Le collège unique dans la loi sur la refondation de l’école.

Dans la loi du 8 juillet 2013 d'orientation et de programmation pour la refondation de l'école pour la république, la position sur le collège unique est un peu doctrinaire.

Dans la loi du 8 juillet 2013 d'orientation et de programmation pour la refondation de l'école pour la république, la position sur le collège unique est un peu doctrinaire.

D'abord, les comparaisons internationales montrent que le tronc commun de formation n'est bénéfique que jusqu'à 15 ans. Cette limite n'est pas indiquée dans le texte de loi.

Ensuite, tronc commun ne veut pas dire enseignement commun pour tous. Prenons, l'exemple du collège finlandais qui est décrit page 78 du livre de Paul Robert "La finlande : un modèle éducatif pour la France" . 2% d'un classe d'âge dans des écoles spécialisées, 6% dans des classes spéciales ou petits groupes dans des écoles ordinaires, 22% éducation spéciale à temps partiel. Il est  indiqué sur la même page, qu'il est possible de faire des dérogations sur le programme pour les enfants en grande difficulté.

Il faut éviter le tri. Le principe du redoublement des élèves qui n'ont pas les acquis n'apporte rien.

Actuellement, les élèves qui ne maîtrisent pas l'expression sont en situation de souffrance au collège car quand ils essaient de s'investir dans le travail scolaire, il n'y a aucune différence dans les résultats. Actuellement, les enseignants sont en souffrance, car les buts que le système "éducation nationale" leur présente comme une normalité sont impossibles à atteindre, et ils n'ont pas le droit de l'exprimer. Il convient de se demander pourquoi la France n'arrive pas à mettre en place des contrôles qui n'excluent pas, dans toutes les matières, les élèves qui ne maîtrisent pas l'expression. Il faut reconnaître qu'il est impossible de faire progresser des élèves qui ont des lacunes importantes sur les fondamentaux (lire, écrire, compter) et des difficultés d'apprentissage dans des classes entières.

Bien sûr que, dans un monde idéal, il faut supprimer le redoublement au niveau du collège. Cependant, aujourd'hui c'est la moins mauvaise solution pour qu'un élève qui est sur le point de se noyer et qui a le soutien de sa famille, puisse repartir d'un bon pied. Il faudrait un collège dont les programmes, les évaluations, le soutien pour progresser prennent en compte que certains élèves ont insuffisamment acquis les fondamentaux (lire, écrire, compter). 

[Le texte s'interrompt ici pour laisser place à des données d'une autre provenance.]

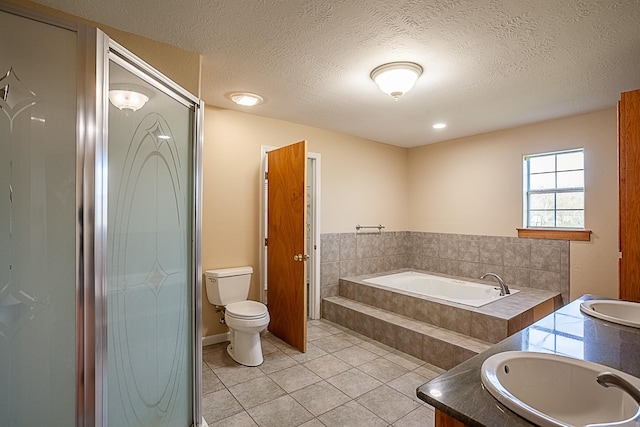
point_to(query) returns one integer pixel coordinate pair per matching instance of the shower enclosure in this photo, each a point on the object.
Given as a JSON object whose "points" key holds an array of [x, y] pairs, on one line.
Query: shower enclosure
{"points": [[100, 275]]}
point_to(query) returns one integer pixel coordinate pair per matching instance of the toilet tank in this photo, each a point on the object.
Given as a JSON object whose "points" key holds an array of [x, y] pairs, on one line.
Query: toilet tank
{"points": [[227, 285]]}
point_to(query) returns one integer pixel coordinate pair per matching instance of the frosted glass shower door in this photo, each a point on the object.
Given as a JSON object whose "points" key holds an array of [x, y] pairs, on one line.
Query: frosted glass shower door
{"points": [[37, 223], [149, 258]]}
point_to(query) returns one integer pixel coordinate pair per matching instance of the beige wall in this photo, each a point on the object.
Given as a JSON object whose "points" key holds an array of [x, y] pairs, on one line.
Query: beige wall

Bien sûr, le choix de l'avenir par le professionnel dès 14 ans n'est pas intellectuellement satisfaisant, mais aujourd'hui c'est une moins mauvaise solution que de laisser se noyer un gamin dans des cours dont il ne peut pas tirer parti, car pas conçu pour des jeunes qui n'ont pas les acquis fondamentaux en lecture et en expression. Ils ne sont pas conçus pour eux, non pas à cause de l'enseignant, mais parce que, vu les programmes et les modes de contrôle attendus, c'est impossible.

Le collège unique comme base de départ est un bon principe. A condition, que le choix du socle commun, des programmes et des contrôles associés permettent à tous de progresser, y compris ceux qui n'ont pas les bases en expression écrite et orale. A condition, que des moyens importants soient débloquées pour aider les élèves qui maîtrisent insuffisamment la lecture et l'expression et le calcul de rattraper leurs lacunes. A condition que ce qui prévaut soit le pragmatisme pour avoir un maximum de cours en classes hétérogènes tout en recherchant la solution la plus efficace pour faire récupérer les fondamentaux aux élèves qui ne les ont pas été acquis.